Support Questions

Find answers, ask questions, and share your expertise

Flume error while testing spooldir source

avatar
Explorer

While testing Flume spooldir source, I am getting this error in flume logs.

28 Jun 2017 15:06:44,560 ERROR [pool-7-thread-1] (org.apache.flume.source.SpoolDirectorySource$SpoolDirectoryRunnable.run:280) - FATAL: 
Spool Directory source spooldir-source: { spoolDir: /data/src/input }: Uncaught exception in SpoolDirectorySource thread. 
Restart or reconfigure Flume to continue processing. 
java.lang.IllegalStateException: File has changed size since being read: /home/userapp/test/newfile_5_1.csv.gz 
at org.apache.flume.client.avro.ReliableSpoolingFileEventReader.retireCurrentFile(ReliableSpoolingFileEventReader.java:410) 
at org.apache.flume.client.avro.ReliableSpoolingFileEventReader.readEvents(ReliableSpoolingFileEventReader.java:326) 
at org.apache.flume.source.SpoolDirectorySource$SpoolDirectoryRunnable.run(SpoolDirectorySource.java:250) 
at java.util.concurrent.Executors$RunnableAdapter.call(Executors.java:471) 
at java.util.concurrent.FutureTask.runAndReset(FutureTask.java:304) 
at java.util.concurrent.ScheduledThreadPoolExecutor$ScheduledFutureTask.access$301(ScheduledThreadPoolExecutor.java:178) 
at java.util.concurrent.ScheduledThreadPoolExecutor$ScheduledFutureTask.run(ScheduledThreadPoolExecutor.java:293) 
at java.util.concurrent.ThreadPoolExecutor.runWorker(ThreadPoolExecutor.java:1145) 
at java.util.concurrent.ThreadPoolExecutor$Worker.run(ThreadPoolExecutor.java:615) 
at java.lang.Thread.run(Thread.java:745)

Any pointers?

1 ACCEPTED SOLUTION

avatar
Rising Star

@rpulluru

This issue occurs when one of the following is true:

  • If a file is written to after being placed into the spooling directory, Flume will print an error to its log file and stop processing.
  • If a file name is reused at a later time, Flume will print an error to its log file and stop processing.

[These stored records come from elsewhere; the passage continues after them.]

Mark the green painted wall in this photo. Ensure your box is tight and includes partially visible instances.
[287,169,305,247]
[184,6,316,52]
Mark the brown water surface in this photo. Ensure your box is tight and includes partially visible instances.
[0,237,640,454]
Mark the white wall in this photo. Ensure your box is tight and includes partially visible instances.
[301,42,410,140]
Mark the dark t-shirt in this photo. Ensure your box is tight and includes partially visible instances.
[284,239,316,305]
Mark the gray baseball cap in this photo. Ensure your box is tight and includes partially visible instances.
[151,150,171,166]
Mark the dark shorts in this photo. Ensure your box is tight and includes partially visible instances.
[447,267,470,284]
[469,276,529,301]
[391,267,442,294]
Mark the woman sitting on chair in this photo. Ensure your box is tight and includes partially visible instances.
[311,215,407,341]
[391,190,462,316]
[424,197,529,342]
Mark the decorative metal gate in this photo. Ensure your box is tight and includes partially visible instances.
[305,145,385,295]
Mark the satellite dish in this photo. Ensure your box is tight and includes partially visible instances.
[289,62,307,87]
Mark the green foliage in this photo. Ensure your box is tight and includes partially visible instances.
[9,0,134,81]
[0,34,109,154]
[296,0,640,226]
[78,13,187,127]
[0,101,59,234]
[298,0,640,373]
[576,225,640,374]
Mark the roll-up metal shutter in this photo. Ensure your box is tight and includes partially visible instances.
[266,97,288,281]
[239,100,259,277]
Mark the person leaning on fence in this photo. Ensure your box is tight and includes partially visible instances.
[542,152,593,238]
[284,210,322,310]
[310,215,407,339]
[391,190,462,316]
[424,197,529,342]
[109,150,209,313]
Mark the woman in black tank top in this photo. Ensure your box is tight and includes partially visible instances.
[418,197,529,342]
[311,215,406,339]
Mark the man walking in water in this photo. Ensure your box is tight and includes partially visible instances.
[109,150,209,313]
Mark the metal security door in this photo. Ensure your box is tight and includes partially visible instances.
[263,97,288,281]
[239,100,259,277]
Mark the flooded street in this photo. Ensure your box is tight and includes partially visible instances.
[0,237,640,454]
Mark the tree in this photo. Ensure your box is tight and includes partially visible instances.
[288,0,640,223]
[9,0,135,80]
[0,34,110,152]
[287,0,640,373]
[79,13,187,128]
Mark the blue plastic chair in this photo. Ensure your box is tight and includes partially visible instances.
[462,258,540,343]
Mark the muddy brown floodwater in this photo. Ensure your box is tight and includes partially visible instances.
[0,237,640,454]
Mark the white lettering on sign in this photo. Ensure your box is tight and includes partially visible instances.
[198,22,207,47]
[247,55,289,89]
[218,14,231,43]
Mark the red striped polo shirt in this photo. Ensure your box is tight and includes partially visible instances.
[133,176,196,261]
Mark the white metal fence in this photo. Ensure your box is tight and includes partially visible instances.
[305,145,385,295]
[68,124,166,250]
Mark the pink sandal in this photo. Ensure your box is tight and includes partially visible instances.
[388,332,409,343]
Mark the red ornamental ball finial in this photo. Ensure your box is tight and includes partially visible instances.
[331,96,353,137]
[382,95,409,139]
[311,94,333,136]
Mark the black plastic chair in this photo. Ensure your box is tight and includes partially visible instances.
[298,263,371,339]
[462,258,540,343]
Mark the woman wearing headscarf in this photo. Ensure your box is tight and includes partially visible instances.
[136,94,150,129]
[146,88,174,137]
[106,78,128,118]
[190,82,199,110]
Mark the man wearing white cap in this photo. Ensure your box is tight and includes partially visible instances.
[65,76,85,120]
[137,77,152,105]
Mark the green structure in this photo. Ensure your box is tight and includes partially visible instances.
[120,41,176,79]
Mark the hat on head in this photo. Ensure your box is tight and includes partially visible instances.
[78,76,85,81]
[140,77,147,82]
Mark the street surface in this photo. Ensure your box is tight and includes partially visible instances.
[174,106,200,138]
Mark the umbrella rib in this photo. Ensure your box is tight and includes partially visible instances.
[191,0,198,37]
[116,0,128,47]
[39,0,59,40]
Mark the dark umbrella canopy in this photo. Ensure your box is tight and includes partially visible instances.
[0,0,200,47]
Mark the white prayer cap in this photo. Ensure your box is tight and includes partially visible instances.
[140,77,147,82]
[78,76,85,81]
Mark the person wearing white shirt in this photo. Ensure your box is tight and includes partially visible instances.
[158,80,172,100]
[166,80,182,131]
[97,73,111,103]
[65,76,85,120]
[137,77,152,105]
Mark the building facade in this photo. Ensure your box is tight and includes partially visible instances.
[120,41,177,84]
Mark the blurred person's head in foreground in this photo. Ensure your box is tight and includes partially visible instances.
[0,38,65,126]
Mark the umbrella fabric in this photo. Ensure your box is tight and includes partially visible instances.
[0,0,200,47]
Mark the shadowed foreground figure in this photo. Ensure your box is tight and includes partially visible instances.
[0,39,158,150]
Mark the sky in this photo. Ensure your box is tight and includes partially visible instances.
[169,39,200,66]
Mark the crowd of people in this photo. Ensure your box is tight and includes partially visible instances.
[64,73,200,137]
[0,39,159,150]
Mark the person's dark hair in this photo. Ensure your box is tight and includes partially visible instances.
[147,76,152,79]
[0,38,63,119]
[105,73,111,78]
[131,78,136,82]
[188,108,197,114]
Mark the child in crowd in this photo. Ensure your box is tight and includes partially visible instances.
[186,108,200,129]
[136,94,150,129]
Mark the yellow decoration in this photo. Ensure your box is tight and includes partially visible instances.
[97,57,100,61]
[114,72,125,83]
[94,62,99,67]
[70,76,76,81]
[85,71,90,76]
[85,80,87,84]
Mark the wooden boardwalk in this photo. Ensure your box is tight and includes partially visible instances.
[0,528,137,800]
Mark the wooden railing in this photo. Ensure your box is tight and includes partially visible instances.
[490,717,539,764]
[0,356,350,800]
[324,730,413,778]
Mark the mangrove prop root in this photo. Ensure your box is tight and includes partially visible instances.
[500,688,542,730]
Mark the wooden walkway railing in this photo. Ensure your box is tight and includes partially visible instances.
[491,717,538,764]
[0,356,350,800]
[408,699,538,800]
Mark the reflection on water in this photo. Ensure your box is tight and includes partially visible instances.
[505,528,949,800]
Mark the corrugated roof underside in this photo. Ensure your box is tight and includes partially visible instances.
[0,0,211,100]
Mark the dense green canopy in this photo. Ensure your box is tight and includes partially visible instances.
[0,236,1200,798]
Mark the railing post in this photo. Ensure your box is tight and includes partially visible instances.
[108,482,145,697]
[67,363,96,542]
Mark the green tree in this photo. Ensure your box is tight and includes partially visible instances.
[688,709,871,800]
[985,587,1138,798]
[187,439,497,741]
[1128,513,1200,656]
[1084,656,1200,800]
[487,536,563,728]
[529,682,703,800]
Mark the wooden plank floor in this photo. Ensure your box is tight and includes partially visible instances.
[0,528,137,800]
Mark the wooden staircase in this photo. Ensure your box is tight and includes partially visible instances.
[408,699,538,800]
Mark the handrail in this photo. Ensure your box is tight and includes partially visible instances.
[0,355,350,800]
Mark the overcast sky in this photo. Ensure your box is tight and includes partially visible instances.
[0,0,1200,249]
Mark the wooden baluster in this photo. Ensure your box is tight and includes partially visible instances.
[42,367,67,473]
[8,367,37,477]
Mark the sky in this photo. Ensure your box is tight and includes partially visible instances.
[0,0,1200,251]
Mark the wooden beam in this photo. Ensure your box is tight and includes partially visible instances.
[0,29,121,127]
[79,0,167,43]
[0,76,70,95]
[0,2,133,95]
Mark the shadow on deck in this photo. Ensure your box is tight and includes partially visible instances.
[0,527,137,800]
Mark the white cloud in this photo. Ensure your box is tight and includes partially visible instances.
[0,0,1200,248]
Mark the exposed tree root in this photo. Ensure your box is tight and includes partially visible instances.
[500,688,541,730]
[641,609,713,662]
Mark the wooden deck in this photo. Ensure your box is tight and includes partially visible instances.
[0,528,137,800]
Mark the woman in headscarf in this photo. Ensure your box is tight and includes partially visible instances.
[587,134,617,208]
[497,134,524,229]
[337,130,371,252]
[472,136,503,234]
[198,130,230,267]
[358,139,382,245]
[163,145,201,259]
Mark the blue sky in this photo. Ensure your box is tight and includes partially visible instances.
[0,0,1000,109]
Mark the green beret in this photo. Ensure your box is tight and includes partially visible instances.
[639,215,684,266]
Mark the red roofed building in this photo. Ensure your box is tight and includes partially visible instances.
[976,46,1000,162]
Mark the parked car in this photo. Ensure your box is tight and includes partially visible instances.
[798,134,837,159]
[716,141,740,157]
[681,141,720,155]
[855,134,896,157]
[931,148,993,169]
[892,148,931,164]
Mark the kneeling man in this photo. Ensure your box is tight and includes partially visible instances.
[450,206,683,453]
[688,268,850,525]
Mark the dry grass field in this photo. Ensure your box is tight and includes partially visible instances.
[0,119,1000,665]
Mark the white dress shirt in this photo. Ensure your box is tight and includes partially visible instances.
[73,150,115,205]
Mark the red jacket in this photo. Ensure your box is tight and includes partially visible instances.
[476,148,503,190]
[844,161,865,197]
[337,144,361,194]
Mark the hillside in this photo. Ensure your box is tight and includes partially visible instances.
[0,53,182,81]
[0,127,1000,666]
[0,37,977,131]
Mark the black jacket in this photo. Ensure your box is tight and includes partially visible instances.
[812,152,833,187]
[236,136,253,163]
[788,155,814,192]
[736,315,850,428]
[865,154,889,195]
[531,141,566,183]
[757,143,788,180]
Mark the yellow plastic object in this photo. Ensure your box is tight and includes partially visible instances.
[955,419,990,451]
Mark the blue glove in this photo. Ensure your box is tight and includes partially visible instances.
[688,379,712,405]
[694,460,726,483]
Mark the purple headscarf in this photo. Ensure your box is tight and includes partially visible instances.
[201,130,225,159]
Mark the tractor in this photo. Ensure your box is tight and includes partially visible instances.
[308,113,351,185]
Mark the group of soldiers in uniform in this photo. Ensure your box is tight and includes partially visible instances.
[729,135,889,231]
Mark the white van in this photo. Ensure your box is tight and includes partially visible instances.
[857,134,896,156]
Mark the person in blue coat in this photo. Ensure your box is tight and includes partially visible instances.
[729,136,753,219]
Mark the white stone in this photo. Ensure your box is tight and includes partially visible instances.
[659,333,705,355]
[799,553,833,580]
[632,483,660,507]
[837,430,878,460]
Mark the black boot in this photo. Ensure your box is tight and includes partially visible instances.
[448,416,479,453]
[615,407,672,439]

If you are copying the files in your /data/src/input directory, change the operation to ‘mv’, Or you can copy the files as .tmp and then 'mv' the '.tmp' file to the same spooling directory with the actual name. Add the following line in flume.conf to ignore .tmp files in SpoolDir:

Agent1.sources.spooldir-source.ignorePattern=^.*\.tmp$

View solution in original post

2 REPLIES 2

avatar
Rising Star

@rpulluru

This issue occurs when one of the following is true:

  • If a file is written to after being placed into the spooling directory, Flume will print an error to its log file and stop processing.
  • If a file name is reused at a later time, Flume will print an error to its log file and stop processing.

If you are copying the files in your /data/src/input directory, change the operation to ‘mv’, Or you can copy the files as .tmp and then 'mv' the '.tmp' file to the same spooling directory with the actual name. Add the following line in flume.conf to ignore .tmp files in SpoolDir:

Agent1.sources.spooldir-source.ignorePattern=^.*\.tmp$

avatar
Explorer

@Shashank Chandhok Thanks. I was copying the files. Moving them helped.